The present findings demonstrate that during theta activity a
distributed population output, entrained into local gamma rhythms, is
fed into the circuitry of the hippocampus. Concurrently, the theta-generating mechanism within the hippocampus brings about a
dynamic gamma frequency modulation of hippocampal neurons (Bragin et
al., 1995). Previous studies have demonstrated that gamma oscillations in the dentate-hilar region virtually disappear after surgical removal
of the entorhinal cortex (Bragin et al., 1995; Charpak et al.,
1995).
It is important to recognize that theta-gamma dynamics are not
developing equally throughout the entire spatial extent of the network,
nor necessarily at fixed frequencies. Rather, transiently synchronized
neuronal discharges are emerging within varying topographical locations, involving varying subpopulations of neurons and at a rapidly
evolving (but biologically constrained) range of frequencies (Traub et
al., 1996; Wang and Buzsáki, 1996). Two issues concerning this
variability need to be addressed by subsequent studies. The first issue
concerns the variability in the gamma frequency (40-100 Hz). Previous
findings concerning the theta-gamma relationship in the dentate-hilar
region demonstrate that in this region, gamma frequency varies as a
function of theta frequency (Bragin et al., 1995). The results of the
present experiments suggest a similar relationship between theta and
gamma oscillations in the entorhinal cortex.

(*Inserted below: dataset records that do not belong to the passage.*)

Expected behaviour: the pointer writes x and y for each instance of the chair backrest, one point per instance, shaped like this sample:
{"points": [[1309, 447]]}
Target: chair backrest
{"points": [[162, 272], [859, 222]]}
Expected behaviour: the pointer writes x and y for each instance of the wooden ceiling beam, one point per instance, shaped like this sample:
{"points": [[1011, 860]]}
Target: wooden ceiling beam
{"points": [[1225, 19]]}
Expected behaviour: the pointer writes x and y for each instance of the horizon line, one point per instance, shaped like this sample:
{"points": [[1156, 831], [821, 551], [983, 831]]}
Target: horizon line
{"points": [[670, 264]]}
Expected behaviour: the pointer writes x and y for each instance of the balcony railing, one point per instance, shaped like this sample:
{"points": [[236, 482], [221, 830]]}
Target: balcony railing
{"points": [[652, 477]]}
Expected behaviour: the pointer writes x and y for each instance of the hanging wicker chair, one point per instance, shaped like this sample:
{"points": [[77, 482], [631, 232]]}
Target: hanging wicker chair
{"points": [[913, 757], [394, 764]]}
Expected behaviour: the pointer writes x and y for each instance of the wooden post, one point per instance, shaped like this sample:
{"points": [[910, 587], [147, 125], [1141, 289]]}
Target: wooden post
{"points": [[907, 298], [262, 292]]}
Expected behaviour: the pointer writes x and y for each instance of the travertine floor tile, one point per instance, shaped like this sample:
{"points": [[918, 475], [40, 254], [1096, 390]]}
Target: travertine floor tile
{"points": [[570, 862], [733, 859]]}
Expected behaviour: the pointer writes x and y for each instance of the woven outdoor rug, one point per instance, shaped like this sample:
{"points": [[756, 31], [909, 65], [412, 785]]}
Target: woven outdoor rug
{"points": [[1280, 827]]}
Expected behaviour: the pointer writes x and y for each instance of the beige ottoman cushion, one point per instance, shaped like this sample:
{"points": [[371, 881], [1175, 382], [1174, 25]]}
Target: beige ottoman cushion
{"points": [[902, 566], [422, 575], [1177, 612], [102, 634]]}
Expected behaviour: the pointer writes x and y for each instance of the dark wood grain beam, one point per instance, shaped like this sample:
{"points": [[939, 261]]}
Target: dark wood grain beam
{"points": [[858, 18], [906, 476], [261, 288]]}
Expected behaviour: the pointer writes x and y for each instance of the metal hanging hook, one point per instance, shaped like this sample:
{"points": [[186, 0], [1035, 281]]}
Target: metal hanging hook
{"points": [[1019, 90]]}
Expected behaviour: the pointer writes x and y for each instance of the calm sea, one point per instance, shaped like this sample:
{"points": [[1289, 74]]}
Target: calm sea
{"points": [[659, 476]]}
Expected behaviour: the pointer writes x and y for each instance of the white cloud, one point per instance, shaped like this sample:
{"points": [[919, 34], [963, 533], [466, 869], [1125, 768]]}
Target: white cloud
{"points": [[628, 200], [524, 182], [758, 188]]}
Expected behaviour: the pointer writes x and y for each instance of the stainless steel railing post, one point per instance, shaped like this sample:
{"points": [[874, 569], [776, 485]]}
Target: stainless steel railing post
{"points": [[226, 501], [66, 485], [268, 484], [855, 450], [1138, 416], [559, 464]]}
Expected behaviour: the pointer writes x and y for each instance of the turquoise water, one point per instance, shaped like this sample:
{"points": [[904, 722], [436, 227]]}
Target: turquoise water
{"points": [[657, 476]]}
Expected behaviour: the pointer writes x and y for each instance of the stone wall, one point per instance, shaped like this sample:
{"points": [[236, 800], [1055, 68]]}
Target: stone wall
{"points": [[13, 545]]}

The second issue concerns the synchronization of dentate-hilar gamma
and entorhinal gamma. In all cases we observed synchronization of gamma
oscillations in the theta range (50-100 msec) between sites in the
dentate-hilar region and the entorhinal cortex. Synchronization in the
gamma frequency varied considerably, although we observed cases in
which multiple peaks in the cross-correlogram were evident. In the
animal with the most synchronized relationship between any two sites,
the electrodes were located in the caudal-lateral aspect of the
entorhinal cortex and in the dorsal dentate-hilar region. At least
part of the interanimal variability may be accounted for by the
specific topographical profile of entorhinal-hippocampal interconnections. Recent findings suggest that there is greater specificity in the anatomical organization of the perforant path input
than appreciated previously, with three relatively segregated topographical bands oriented rostrocaudally, innervating three segregated septotemporal domains of the dentate gyrus (D. G. Amaral and C. Dolorfo, personal communication) and fairly circumscribed patches in the CA1 region (Tamamaki and Nojyo, 1995). We suggest that
synchrony should vary systematically depending on topographical connectivity, and a systematic mapping of the "physiological
connectivity" of this projection, based on a more precise mapping of
the anatomical connectivity, warrants further investigation. We predict
that synchronization in the gamma frequency range will be a constant feature of the relationship between entorhinal gamma and dentate-hilar gamma, when electrodes are positioned into interconnected domains of
the entorhinal-hippocampal axis.
Potential mechanisms
We have demonstrated that gamma oscillations are a feature of the
micro-EEG observed in the superficial layers of the entorhinal cortex
during theta. Furthermore, the discharge of layer II-III neurons is
entrained into a population dynamic in association with the gamma
frequency oscillation. How could this dynamic be achieved by local
macrocircuits? Within the hippocampus, GABAergic interneurons can
produce rhythmic, population discharges in the gamma frequency range.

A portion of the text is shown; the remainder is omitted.